Note that even if one leaves the determination of the connection strengths for a 
Boltzmann machine up to a learning procedure ([AHS], [HS], [AK]), one has to 
know in advance the required number of hidden units, and how they should be 
connected (see section 10.4.3 of [AK] for a discussion of this open problem). 
Ad hoc constructions of efficient Boltzmann machines tend to be rather difficult 
(and hard to verify) because of the cyclic nature of their "computations". 

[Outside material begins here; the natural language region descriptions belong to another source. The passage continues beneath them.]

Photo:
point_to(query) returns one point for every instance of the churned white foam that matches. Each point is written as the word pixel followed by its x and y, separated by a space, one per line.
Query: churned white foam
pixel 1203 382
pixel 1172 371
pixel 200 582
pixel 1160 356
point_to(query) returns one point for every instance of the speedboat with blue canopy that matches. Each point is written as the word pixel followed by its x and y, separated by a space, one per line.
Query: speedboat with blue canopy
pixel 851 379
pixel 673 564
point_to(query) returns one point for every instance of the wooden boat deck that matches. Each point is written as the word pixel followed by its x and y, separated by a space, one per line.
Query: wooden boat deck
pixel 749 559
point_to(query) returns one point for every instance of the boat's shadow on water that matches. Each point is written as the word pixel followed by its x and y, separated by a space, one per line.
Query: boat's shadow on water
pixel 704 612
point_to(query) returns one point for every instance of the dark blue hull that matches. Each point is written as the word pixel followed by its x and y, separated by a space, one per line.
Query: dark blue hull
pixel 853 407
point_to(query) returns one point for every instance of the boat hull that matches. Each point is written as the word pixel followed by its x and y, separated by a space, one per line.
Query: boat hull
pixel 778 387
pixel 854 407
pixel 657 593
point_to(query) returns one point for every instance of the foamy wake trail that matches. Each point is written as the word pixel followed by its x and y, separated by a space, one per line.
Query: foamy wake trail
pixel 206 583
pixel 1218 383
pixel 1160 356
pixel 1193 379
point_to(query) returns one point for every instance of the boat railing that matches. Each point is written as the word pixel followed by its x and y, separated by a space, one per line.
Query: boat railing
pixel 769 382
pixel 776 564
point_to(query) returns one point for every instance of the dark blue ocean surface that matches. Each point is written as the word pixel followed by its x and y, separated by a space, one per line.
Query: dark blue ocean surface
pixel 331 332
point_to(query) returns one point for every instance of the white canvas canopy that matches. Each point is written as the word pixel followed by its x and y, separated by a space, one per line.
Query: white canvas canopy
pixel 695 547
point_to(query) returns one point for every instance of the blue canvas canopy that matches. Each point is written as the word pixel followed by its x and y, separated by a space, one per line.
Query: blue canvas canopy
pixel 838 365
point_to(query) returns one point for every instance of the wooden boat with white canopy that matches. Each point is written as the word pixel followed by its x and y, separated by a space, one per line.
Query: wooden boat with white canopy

We introduce in this paper a new method for the construction of efficient Boltzmann 
machines for the computation of a given Boolean function f (the same method can 
also be used for the construction of Hopfield nets). We propose to construct first an 
acyclic Boolean circuit T with threshold gates that computes f (this turns out to 
be substantially easier). We show in section 2 that any Boolean threshold circuit T 
can be simulated by a Boltzmann machine B(T) of the same size as T. Furthermore 
we show in section 3 that a minor variation of B(T) is likely to converge very fast. 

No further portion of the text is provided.